Listen to this post:
Big warning. If you continue with this post, you will read about or listen to descriptions of violence and abuse against people with disabilities. Continue with discretion.
A recent article out of Washington state asks “Is it cheaper to care for developmentally disabled adults in institutional settings or in community based settings?” You’ll never get a straight answer because of hidden costs (building repairs), wage differences (unionized workers versus non-unionized workers), and so many other little pieces it makes your head spin. Questions around costs of “caring for the disabled” have been ablaze for ages, with a big explosion when the ADA first passed. No! It will cost too much to bring our buildings up to new code. No! It will cost too much to have this special stuff set up when hardly anyone will ever use it. No! Disabled people are expensive. Ever notice how rarely you encounter the voices of disabled people in these debates? I notice. I wonder about it. They’re out there, but they’re much harder to find.
While we’re busy blaming disabled people for how expensive it is to accommodate them and to deal with all their allegedly fraudulent claims for benefits, do you know about Safety Net? They were a payee service that managed, sorry, “managed” government benefits money for disabled clients found to not be able to manage the money themselves. Safety Net made off with $1.4 million of that government money. Guess who has to pay out so that the real recipients can eventually get their benefits? You and me, the taxpayers. Because Social Security Administration is required by law to get the money to the recipients somehow. I don’t find uproars about systematic abuse at the white color level like this in mainstream media the way I do find all sorts of claims that individuals with disabilities are lazy moochers.
And while we’re handily distracted by discussions of cost, investigative reporters at Reveal created this frightening piece on abuse at neurorehabilitation facilities called “A Mountain of Misconduct: Treating Disabilities with No Accountability.” This article contains both audio reporting and a transcript. Please note, there are some errors in the transcript. I read it as I listened. They’re only typos that don’t affect the accuracy of the investigative reporting.
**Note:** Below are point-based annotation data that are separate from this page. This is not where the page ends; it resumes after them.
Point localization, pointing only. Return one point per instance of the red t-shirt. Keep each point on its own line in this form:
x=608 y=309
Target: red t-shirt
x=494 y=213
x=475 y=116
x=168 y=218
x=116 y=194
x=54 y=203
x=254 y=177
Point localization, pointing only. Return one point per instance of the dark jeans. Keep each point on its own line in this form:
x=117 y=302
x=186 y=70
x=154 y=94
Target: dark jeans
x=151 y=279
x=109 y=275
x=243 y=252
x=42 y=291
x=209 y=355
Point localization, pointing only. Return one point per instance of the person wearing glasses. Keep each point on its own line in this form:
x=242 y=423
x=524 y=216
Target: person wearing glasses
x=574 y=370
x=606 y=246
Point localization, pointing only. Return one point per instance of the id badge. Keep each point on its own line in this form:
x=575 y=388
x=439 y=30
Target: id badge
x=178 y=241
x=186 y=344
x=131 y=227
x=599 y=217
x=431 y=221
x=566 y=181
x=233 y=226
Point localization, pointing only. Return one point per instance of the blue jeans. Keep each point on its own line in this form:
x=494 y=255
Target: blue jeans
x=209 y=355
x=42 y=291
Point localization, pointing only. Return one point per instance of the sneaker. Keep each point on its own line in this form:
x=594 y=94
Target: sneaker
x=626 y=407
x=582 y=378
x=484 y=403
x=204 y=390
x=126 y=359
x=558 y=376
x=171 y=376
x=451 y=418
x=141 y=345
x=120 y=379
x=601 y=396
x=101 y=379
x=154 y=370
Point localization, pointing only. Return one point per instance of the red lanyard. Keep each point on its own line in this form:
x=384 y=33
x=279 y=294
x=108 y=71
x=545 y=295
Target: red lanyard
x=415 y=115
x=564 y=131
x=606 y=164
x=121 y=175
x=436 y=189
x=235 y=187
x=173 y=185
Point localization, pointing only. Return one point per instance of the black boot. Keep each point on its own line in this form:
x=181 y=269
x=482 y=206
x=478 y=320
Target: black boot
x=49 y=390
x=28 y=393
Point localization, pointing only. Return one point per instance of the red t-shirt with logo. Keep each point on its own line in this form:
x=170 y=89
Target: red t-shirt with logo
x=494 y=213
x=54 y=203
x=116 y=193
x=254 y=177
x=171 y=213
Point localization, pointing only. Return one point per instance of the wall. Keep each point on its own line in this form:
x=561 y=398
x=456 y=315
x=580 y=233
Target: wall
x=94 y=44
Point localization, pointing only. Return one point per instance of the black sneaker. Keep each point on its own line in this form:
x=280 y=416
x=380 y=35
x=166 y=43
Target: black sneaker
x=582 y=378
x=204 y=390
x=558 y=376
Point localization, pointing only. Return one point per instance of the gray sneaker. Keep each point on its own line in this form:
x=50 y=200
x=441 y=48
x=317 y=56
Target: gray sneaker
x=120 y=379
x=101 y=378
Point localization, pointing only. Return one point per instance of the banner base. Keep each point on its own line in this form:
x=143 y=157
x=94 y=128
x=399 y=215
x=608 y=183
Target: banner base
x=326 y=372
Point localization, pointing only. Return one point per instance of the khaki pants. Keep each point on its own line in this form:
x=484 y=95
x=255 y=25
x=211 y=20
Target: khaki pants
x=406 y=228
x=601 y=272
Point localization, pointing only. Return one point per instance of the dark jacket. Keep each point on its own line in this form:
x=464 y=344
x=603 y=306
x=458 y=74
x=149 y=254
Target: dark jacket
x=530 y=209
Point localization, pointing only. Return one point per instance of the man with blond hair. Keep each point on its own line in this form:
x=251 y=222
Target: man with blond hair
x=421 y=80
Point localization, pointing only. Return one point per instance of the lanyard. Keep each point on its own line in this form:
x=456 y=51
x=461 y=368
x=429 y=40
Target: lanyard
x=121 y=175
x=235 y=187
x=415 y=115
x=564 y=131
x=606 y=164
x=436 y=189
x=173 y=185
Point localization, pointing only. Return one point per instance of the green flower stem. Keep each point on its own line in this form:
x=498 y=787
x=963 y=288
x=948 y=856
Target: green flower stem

Sexual abuse, neglect, physical abuse, isolation, people with only a one-week orientation and no clinical training providing services. A facility being shut down because of abuse and violations only to reopen in the same location with the same executive and managerial staff but with a different name. I can’t tell what was worse in listening to and reading this report: the descriptions of the violence or the final segment. In the final part, a reporter talks to someone who runs one of these places. When asked about abuse and fraud, he conveniently changes the topic to weekend homes and apple orchards, and then plays audio of his mother singing a Christmas season tune. She does have a lovely voice. But what that has to do with mismanaging care, creating and destroying medical records at will, and keeping fraudulent businesses open just to keep them open, I have no idea. The fact that this distraction felt relevant to the interviewee, Joe Brennick, speaks volumes to me.
I often come across responses like “what have we come to?” and “how did we get here?” So a final note in this post: this stuff is not new. This is the stuff of our colonial history in the U.S. and the immigration policies we created back in the days of Ellis Island to weed out people whose nationalities our government found distasteful. We called them too physically challenged or feeble-minded so we didn’t have to let them in. Our nation’s history is one of testing, forcibly sterilizing, abusing, segregating, and blaming disabled people. These stories? The oldest stories we have in U.S. disability history. This whole thing where the disability community is given space in the media, education, and to craft and shape legislation, that’s the new stuff. But it’s the stuff we simply have to keep fostering so that non-disabled business owners unlearn the practices of making a living off the backs of the disability community, warehousing my community, abusing my community, and saying that my community didn’t have much potential to reach for anyway, because they are the most vulnerable, so why worry about it?
DHS doesn’t have the shiniest record of quickly addressing, fining, or closing down companies that provide for disabled adults or children with violations. If you’re aware of abuse, fraud, exploitation, or neglect at a facility in your area, please contact your local newspaper or news channel and get an investigative journalist in there. You can also try reaching out to your state’s long-term care ombudsman or a Citizen Advocacy Group.
We say that we value people with disabilities. We say that they’re so brave and courageous and inspiring for the things that they can accomplish. But when we look at how this history of abuse and segregation really hasn’t gone away, I think that shows pretty clearly what our nation’s priorities are when it comes to whether or not we value disabled people.